Researchers at MIT and the Institute Pasteur in France have developed a mathematical technique to allow whole genomes to be assembled on a personal computer within minutes.
This is a notable achievement as standard techniques for genome assembly use high-powered, expensive computers and take about 100 times longer.
“We can quickly assemble entire genomes and metagenomes, including microbial genomes, on a modest laptop computer,” said Bonnie Berger, the Simons Professor of Mathematics at the Computer Science and AI Lab at the Massachusetts Institute of Technology (MIT) and an author of the study in the journal Cell Systems, in a press statement.
“This ability is essential in assessing changes in the gut microbiome linked to disease and bacterial infections, such as sepsis, so that we can more rapidly treat them and save lives.”
It is now two decades since the human genome was sequenced and there have been significant advances in sequencing technology since then. However, although sequencing reads are getting longer and more accurate, assembling whole genomes continues to take time and large amounts of computer power to complete.
de Bruijn graphs are one of several methods used by bioinformaticians when assembling genomes and genetic sequence, particularly longer reads.
In this study, Berger and colleagues created what they call a ‘minimizer-space de Bruijn graph’ (mdBG) approach, which differs from what is currently used as it involves short sequences of nucleotides called ‘minimizers’ rather than individual nucleotides.
“Our minimizer-space de Bruijn graphs store only a small fraction of the total nucleotides, while preserving the overall genome structure, enabling them to be orders of magnitude more efficient than classical de Bruijn graphs,” explained Berger.
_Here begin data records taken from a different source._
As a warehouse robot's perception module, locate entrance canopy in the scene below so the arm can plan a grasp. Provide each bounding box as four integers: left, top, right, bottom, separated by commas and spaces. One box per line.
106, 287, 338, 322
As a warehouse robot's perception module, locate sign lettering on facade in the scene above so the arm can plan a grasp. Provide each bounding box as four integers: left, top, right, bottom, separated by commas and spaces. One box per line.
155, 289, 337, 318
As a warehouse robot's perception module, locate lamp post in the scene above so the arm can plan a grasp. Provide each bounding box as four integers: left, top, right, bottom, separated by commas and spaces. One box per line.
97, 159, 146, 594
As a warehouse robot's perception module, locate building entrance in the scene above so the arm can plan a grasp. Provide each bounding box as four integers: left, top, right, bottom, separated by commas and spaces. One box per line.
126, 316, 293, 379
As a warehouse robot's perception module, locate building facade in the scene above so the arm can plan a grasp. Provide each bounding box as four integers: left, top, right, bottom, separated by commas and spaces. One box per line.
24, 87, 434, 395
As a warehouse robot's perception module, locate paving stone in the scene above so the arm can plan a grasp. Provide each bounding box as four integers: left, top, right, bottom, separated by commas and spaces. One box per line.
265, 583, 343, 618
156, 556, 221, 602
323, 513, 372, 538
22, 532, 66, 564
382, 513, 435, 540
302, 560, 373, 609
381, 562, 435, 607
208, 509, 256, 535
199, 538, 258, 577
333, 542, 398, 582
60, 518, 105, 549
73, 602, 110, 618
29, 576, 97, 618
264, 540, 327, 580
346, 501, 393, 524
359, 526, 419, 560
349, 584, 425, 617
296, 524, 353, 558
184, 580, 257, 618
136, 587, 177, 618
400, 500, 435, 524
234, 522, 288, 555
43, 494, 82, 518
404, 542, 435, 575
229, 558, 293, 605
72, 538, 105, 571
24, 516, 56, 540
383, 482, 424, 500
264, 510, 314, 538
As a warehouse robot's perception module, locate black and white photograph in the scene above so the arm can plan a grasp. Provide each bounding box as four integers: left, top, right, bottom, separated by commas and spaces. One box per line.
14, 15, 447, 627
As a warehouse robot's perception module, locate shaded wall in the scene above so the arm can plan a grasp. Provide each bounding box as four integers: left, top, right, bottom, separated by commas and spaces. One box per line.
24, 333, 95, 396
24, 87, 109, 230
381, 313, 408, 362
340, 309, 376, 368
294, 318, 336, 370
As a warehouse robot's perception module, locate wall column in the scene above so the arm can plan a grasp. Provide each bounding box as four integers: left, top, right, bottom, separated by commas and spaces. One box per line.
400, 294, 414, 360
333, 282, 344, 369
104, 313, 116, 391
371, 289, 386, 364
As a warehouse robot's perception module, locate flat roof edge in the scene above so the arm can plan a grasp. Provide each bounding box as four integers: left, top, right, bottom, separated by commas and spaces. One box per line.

The team tested their method on human sequence data and found that it was able to accurately assemble genomes. Using their mdBG approach, they assembled a human genome in under 10 min using 10GB of RAM, something easily achievable on a normal laptop or desktop computer.
“In addition, we constructed a mdBG-based representation of 661,405 bacterial genomes, comprising 16 million nodes and 45 million edges, and successfully searched it for anti-microbial resistance genes in 12 minutes,” write the authors, showing how useful this technique could be for medical researchers.
The researchers in this study used PacBio high fidelity reads (1% error rate) and their algorithm is currently best adapted to these reads, although they hope to develop it further in future.
“We can also handle sequencing data with up to 4% error rates,” adds Berger. “With long-read sequencers with differing error rates rapidly dropping in price, this ability opens the door to the democratization of sequencing data analysis.”
For example, Oxford Nanopore ultra-long reads currently have error rates of 5-12%, but these are soon expected to drop to 4% or below.
“We envision reaching out to field scientists to help them develop fast genomic testing sites, going beyond PCR and marker arrays which might miss important differences between genomes,” says Berger.